One area that does not require much investment, if any, is the Orioles’ talented young cohort of position players. That group is so deep that people in the organization believe this year’s likely AL Rookie of the Year, Gunnar Henderson, isn’t even the best infielder in a system that will likely spit top teenage prospect Jackson Holliday into the big leagues before 2024 is over. They have so much position-playing depth that they could afford to, and perhaps might have to, deal key pieces of their AL championship team simply to clear space for the younger, cheaper, potentially higher-ceiling players to come.
Jorge Mateo and Ramon Urías, for example, are still arbitration eligible, but they probably won’t find regular at-bats with Henderson, Jordan Westburg and Ryan Mountcastle established in the infield and Holliday and other top prospects on the way. And one could argue Baltimore has outfield options as well. Anthony Santander, who has emerged as a regular 30-homer candidate as the Orioles emerged around him, is a free agent after 2024. Cedric Mullins, the quiet keystone of the franchise during its transition, is entering his second-to-last year of arbitration eligibility and will almost certainly become one of its highest paid players in 2024. Stalwart Austin Hays is in the same position. In Colton Cowser and Heston Kjerstad and others, Baltimore expects to have options to replace those veterans on the way, too.
It is a testament to Elias and his front office and the state of the Orioles minor league system that they have a logjam forming.
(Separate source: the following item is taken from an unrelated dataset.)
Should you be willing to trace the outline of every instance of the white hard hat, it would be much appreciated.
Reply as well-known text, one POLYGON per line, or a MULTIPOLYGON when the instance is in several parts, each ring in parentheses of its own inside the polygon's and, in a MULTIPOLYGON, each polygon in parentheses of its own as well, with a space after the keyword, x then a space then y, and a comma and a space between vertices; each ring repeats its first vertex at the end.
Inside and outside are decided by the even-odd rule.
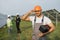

It is now their burden to deal with the uncomfortable decisions coming their way, some of which could help them get the pitching they seek, difficult as parting with veterans or promising prospects might be.
“We like having all these good players. I’m not itching to get rid of any of them. But like any front office, we’re going to evaluate trades on their merits on a case-by-case basis,” Elias said. “There’s no one in the organization we want to just jettison right now. It’s just going to be dependent on the return.”